Hickey disagreed with the defendants and stated that in Arkansas, a stipulation within a complaint can function the same as a separate stipulation, because it binds the plaintiff.

Hickey's May 31 order goes on to state that Arkansas law allows a plaintiff to declare an amount in controversy in order to establish jurisdiction and if the plaintiff does so, the declaration is binding.

Hickey's order is consistent with an August 2011 order entered by District Judge Paul K. Holmes II in McClendon v. Chubb Corp., which found that the amount-in-controversy stipulation is valid even if included in its complaint rather than in a separate stipulation.

Holmes noted that an Arkansas plaintiff can plead damages specifically, and Arkansas law will hold the plaintiff to recovery below the federal jurisdictional threshold.

In contrast, Hickey's ruling is counter to District Judge Jimm Hendren's May 29 ruling in Thatcher v. Hanover Ins. Group Inc.

In that case, Hendren ruled that the plaintiffs need a separate affidavit or stipulation in order for the amount in controversy to be binding.

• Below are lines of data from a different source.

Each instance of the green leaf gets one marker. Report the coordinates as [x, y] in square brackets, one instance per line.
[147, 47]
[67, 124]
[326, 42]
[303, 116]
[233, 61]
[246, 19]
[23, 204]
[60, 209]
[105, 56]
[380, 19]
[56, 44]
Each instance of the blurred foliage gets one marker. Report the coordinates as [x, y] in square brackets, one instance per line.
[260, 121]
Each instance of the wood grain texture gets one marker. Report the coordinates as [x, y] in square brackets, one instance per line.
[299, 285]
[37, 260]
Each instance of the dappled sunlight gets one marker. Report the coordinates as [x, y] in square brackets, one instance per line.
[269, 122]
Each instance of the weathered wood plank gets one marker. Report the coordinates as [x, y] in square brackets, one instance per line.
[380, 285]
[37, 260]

"Ad damnum clauses and disclaimers within a complaint are inadequate to cap the amount in controversy below the minimum for removal jurisdiction," Hendren wrote.

In each of the cases, the defendants argued that the plaintiffs could return to Miller County Circuit Court and amend their complaint asking for a higher amount of damages.

Hickey addressed the issue in Oliver, noting that the plaintiff's responses to questions about the amount-in-controversy issue are vague and "could equate to a refusal to admit being bound to the pleaded amounts."

However, she wrote that judicial estoppel would prevent Oliver from thwarting his stipulations once the case is back in Miller County Circuit Court.

"[A]s a general matter, courts are not friendly toward parties scheming to alter jurisdiction," Hickey wrote.

Attorneys Goodson and Angelovich are also the lead attorneys in the McClendon and Thatcher cases.

They have been accused of forum shopping and writing their complaints in a manner to keep the cases in the Circuit Court of Miller County, Arkansas, which is reputed to be plaintiff-friendly.

Those attorneys have made millions in fees from cases in which the defendants settled in an effort to limit escalating defense costs and extensive discovery requests in the rural court.